Obviamente, aceitei a proposta de entrevista e, com muita cautela, pus uma condição: poder perguntar ao entrevistado tudo o que quisesse.

Viajámos para Luanda via Adis Abeba. A entrevista estava prevista para uma quinta feira, mas no último momento, quando já nos preparávamos para partir para o palácio presidencial, o nosso contacto israelita, que se encontrava ao lado do Presidente, ligou para o hotel e, muito incomodado, disse-me, em português: “Henrique, o Presidente não se sente bem e pede para adiar a entrevista para a segunda feira”. E acrescentou, em hebraico: “Ele está com muito má cara.
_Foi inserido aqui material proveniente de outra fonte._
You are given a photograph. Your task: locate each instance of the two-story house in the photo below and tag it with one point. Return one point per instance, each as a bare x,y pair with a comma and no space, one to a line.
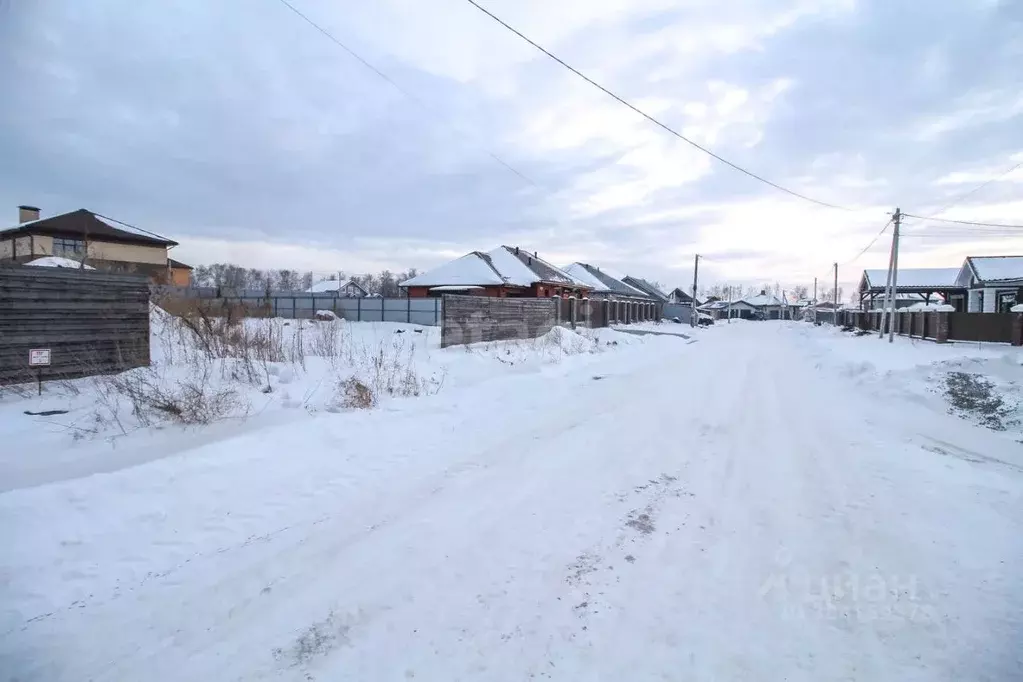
98,241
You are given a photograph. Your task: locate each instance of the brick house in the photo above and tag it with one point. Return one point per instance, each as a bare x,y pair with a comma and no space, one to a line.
503,272
83,235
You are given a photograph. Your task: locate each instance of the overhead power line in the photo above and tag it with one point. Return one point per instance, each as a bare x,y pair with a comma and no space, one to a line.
387,78
649,117
963,222
873,241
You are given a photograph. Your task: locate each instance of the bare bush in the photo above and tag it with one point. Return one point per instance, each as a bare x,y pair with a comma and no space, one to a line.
352,394
154,398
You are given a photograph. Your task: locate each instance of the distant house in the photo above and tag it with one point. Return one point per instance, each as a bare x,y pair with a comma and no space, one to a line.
85,236
605,284
991,283
505,271
350,289
652,291
678,296
764,304
913,285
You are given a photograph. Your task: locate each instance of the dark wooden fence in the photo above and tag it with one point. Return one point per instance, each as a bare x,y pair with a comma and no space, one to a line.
93,322
981,326
475,319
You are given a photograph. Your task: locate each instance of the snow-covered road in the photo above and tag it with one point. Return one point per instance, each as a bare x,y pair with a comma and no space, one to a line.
728,509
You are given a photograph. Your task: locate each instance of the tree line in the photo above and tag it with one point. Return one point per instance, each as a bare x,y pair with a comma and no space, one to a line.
227,275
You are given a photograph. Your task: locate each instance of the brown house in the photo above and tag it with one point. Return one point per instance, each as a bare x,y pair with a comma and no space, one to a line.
505,271
98,241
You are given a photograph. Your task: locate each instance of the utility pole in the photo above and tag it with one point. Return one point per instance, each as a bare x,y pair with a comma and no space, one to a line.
835,310
814,301
888,289
696,272
894,298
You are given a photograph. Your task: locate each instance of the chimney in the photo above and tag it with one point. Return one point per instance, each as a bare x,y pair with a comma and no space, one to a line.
27,214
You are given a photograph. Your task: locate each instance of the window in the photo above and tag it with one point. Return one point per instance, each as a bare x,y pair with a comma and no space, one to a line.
69,247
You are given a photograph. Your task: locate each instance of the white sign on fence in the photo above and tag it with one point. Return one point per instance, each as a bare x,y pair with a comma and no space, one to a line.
39,357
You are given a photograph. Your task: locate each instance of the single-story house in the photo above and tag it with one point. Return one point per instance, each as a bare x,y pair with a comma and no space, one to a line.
934,284
611,286
505,271
350,289
99,241
992,283
654,293
765,304
678,296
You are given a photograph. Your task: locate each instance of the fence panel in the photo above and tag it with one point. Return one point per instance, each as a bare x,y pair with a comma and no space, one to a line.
995,327
93,322
475,319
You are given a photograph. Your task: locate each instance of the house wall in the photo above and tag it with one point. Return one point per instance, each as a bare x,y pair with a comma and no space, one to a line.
180,277
107,251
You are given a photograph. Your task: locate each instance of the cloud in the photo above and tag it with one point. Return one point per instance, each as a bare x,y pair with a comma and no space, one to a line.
249,136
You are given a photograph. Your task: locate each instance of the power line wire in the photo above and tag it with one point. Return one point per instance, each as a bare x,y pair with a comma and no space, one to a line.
961,222
387,78
649,117
873,241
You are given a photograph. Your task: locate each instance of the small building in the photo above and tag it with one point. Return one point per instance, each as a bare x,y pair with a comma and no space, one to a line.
678,296
504,272
88,237
652,292
612,286
991,283
925,284
349,289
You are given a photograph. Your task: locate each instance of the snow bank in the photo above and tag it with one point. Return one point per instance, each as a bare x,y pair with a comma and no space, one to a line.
58,262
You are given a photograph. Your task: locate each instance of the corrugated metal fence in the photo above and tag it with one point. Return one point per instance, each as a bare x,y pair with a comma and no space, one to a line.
92,322
304,306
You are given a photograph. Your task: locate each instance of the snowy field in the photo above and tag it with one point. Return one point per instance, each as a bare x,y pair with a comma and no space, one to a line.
772,501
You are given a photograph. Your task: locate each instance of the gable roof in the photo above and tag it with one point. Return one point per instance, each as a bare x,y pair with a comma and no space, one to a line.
542,271
579,273
909,278
996,268
504,266
645,286
84,223
614,284
762,300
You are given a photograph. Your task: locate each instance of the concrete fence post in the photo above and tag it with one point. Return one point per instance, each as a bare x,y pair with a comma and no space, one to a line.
940,327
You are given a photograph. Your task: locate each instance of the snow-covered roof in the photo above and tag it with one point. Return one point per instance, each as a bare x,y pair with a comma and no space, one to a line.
915,277
995,268
473,268
504,266
579,272
58,262
514,270
762,300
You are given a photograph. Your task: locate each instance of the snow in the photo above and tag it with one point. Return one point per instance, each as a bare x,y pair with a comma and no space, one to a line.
916,277
514,270
470,269
324,286
773,501
993,268
58,262
579,273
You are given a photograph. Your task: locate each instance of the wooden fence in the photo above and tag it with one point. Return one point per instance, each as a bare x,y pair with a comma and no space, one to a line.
92,322
944,326
476,319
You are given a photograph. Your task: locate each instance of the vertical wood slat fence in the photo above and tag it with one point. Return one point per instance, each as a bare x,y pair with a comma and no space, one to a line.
93,322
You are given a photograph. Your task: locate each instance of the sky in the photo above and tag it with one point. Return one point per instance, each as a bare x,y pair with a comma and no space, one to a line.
240,131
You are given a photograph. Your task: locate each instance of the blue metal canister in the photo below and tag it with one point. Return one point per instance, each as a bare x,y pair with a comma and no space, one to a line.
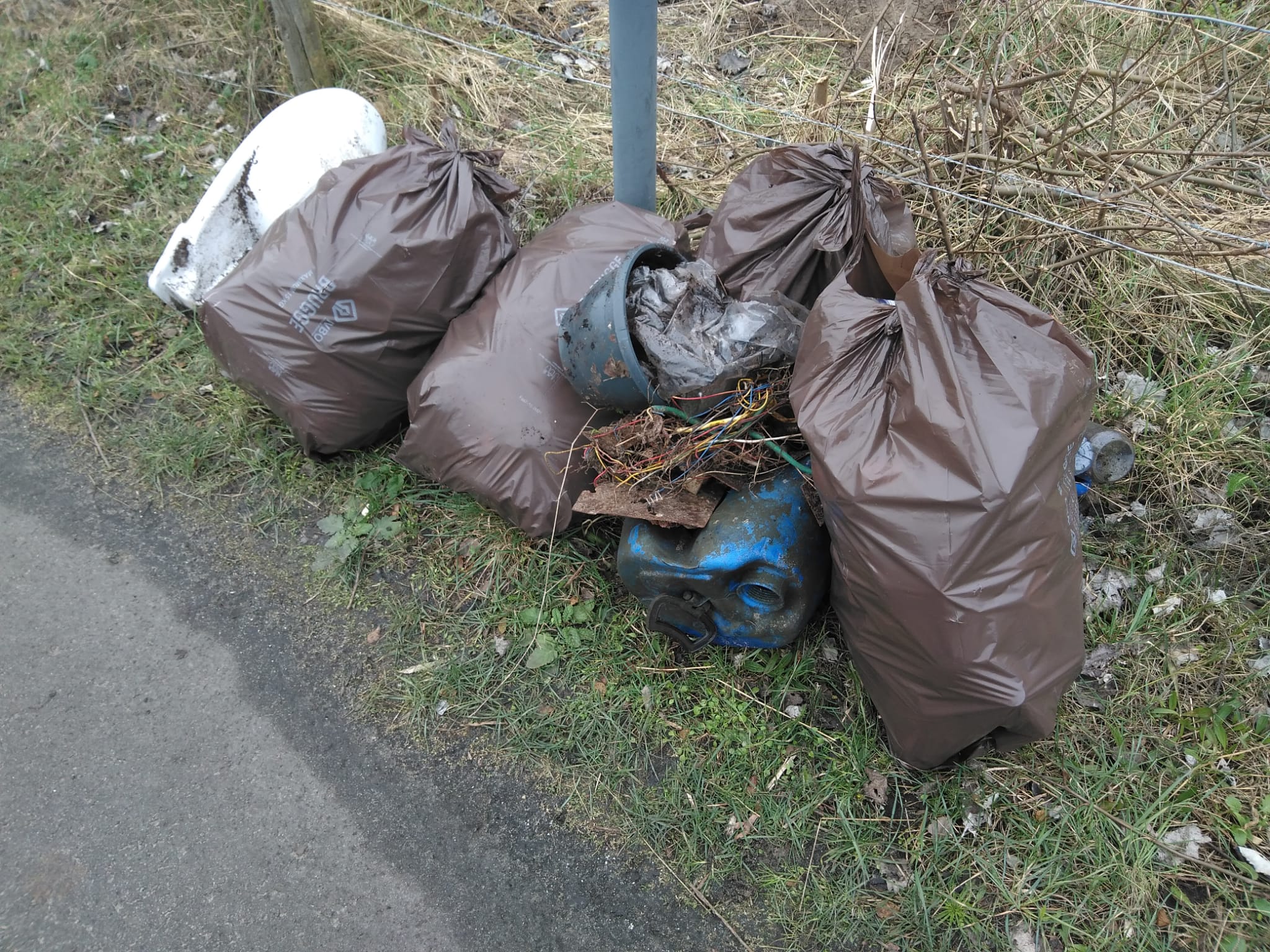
752,578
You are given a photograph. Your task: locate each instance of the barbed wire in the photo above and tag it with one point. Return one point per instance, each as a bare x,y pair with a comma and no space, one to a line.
1002,174
1181,15
773,141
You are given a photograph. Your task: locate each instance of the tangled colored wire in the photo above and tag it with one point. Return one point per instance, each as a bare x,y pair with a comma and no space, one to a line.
744,433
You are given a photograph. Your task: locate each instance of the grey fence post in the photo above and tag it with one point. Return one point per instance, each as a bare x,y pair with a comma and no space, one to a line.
303,43
633,58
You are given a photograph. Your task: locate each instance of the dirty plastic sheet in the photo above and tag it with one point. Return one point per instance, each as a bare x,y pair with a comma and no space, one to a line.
943,431
696,339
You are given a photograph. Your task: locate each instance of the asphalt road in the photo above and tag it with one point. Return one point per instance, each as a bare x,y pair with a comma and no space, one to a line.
177,775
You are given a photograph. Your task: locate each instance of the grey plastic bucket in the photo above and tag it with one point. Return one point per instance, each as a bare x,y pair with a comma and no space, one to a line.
596,347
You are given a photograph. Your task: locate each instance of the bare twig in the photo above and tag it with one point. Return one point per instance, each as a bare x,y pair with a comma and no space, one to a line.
930,180
698,895
88,423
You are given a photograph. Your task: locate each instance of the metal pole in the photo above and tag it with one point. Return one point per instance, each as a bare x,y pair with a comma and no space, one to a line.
633,59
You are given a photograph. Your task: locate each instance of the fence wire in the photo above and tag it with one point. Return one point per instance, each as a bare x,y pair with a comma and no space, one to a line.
770,141
1180,15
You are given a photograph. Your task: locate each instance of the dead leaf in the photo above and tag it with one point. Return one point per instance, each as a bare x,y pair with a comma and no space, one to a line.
876,788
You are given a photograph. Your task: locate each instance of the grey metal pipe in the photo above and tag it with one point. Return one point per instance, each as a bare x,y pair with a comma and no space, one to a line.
633,60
Eu acho que está muito tenso, por ser a primeira entrevista da sua vida."


Como tínhamos um compromisso em Israel no sábado, regressámos a Telavive, num avião privado. Mais oito horas de viagem, para poder estar em Israel durante 48 horas.

Quando voltámos a Luanda, o meu câmara decidiu filmar na cidade, para ter imagens da capital angolana. O que não esperava era que a polícia o detivesse e levasse para a esquadra, para ser interrogado. O jovem cameraman disse ao chefe da polícia que era filho do correspondente Henrique Cymerman e que tínhamos ido a Luanda "para entrevistar o Presidente". O chefe da polícia respondeu com uma grande gargalhada. Mas permitiu que o meu filho me telefonasse para o hotel. “Pai, estou preso. Não acreditam que viémos entrevistar o Presidente”.

Pergunto-me até hoje qual seria a cara do chefe da polícia quando, 30 minutos depois, chegaram à esquadra membros da guarda presidencial e depois de gritarem ao envergonhado chefe da polícia, pediram desculpa ao meu filho Yair e libertaram-no.

Partimos para o palácio. Quando entrámos no gabinete do Presidente, ouvi uma voz que, com surpresa, me perguntava, quase aos gritos: “Cymerman! O que está a fazer aqui!?”. Era Aldemiro Conceição, chefe de comunicação do Presidente, que desconhecia totalmente a decisão de José Eduardo dos Santos de romper o silêncio de várias décadas. No seu gabinete ninguém sabia da sua decisão.

A entrevista foi longa e fiz-lhe perguntas delicados: sobre a corrupção e a enorme pobreza no país com mais petróleo no continente africano depois da Nigéria; a transição política; a herança sangrenta da guerra civil; as tensões com Portugal.

Quando terminámos a entrevista partimos rapidamente para o aeroporto, perante os olhares surpreendidos dos membros da equipa presidencial. Quando a entrevista foi transmitida na SIC começou uma chuva de reações, sem precedentes durante a minha vida jornalística: desde insultos por me ter atrevido a falar com um “ditador sanguinário" até aplausos de colegas e de espectadores por finalmente ter conseguido que um dos líderes mais importantes da história africana falasse perante uma câmara de televisão.